Easy Ciabatta BreadUser Submitted Recipe
Part 1: Making the Biga (starter dough mix)-
1 cup + 1 tsp. warm water (between 95-105°)
2 1/4 tsp. dry yeast granules (Red Star works best and is cheaper)
1/8 tsp. sugar
3 1/3 cups all-purpose flour or bread flour (above 3500 ft. use Hungarian High Altitude Flour)
PART 2: Making the Loaves-
3/4 cup + 2 tbsp. Warm water (95 to 105°)
1/8 tsp. dry yeast
1/2 cup + 3 tbsp. Flour
2 1/2 tsp. salt
Part 1: Making the Biga (starter dough mix) Add yeast and sugar to water; stir then let rest 5 minutes. In a large mixing bowl, stand mixer or 14 cup food processor fitted with dough blade, add flour and yeast mixture. Mix/pulse at low speed until the dough looks like soft, shaggy and sticky dough. Turn mixture into a large buttered bowl and cover with plastic wrap. Refrigerate from 8 hours to 36 hours.

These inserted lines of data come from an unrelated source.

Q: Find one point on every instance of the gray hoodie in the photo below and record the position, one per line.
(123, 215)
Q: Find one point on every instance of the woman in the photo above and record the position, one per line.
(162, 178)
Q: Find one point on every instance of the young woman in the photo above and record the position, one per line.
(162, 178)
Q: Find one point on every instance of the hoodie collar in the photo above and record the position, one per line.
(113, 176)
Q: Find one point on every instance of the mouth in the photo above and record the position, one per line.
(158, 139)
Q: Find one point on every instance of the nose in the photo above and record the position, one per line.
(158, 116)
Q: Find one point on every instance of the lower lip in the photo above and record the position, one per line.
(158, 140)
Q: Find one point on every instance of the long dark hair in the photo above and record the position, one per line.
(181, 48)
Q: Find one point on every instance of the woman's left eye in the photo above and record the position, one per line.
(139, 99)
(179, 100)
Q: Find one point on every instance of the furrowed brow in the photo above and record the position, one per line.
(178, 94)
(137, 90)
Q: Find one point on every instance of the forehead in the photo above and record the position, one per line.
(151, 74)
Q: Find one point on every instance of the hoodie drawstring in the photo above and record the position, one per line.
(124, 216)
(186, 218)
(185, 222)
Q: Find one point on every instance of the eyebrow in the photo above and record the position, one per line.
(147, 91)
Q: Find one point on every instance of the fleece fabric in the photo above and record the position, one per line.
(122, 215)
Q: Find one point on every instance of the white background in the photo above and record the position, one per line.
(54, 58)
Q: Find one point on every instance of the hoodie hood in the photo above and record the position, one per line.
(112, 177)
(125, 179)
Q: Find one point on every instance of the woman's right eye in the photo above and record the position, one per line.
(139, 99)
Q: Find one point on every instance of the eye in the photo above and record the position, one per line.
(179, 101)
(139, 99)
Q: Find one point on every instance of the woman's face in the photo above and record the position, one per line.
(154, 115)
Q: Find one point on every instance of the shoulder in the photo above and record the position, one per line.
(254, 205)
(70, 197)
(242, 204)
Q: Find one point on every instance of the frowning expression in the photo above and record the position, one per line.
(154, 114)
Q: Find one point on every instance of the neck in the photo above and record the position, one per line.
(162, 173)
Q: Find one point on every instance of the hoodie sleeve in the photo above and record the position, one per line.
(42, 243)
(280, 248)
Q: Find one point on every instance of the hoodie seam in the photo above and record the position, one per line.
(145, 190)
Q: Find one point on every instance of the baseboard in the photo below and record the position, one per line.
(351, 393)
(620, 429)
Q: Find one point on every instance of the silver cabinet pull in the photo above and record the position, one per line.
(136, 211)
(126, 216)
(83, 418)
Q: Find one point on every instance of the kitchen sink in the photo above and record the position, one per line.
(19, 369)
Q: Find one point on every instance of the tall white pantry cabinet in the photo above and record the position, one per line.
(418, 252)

Part 2: Making the Loaves-Pull apart biga dough into walnut size pieces and toss into a large mixing bowl, stand mixer or 14 cup food processor fitted with dough nook/blade. Add flour, yeast and water. Mix until dough turns into a shaggy mass. Scrape bowl down and let rest 10 minutes, covered with plastic wrap or clean kitchen towel. (Don't remove from bowl until instructed). Sprinkle salt over dough and knead until dough starts to come away from sides. Scrape down bowl and hook/blade and let dough rest covered for 20 minutes.
Preheat oven to 425 degrees. Place metal bowl of boiling water on lowest rack or bottom of oven. Set next rack directly above water bowl. Scrape dough out of bowl onto a floured surface. Knead 6-8 turns, turning the dough a quarter turn each time. Dough should be silky, a bit sticky and limp like super slime. Cut dough in half. One at a time, place dough on prepared baking sheet flour side up. With floured hands squish and push dough into a 16"x 4" rectangle. Let loaves rest 20 minutes, uncovered. Dimple the bread with fingertips before baking.
Bake loaves for exactly 25 minutes. If you're not sure they're done, tap on loaves--they should have a hollow thud sound. Bread will be lightly brown on top and crusty brown on the bottom. Brush tops and sides of loaves with soft butter. Cool completely on rack before cutting. Wrap in parchment paper and aluminum foil and store in refrigerator. Loaves stored frozen are good for up to 2 months wrapped well.
Serving: Cut bread into 4-5" chunks, then turn on side and slice in half.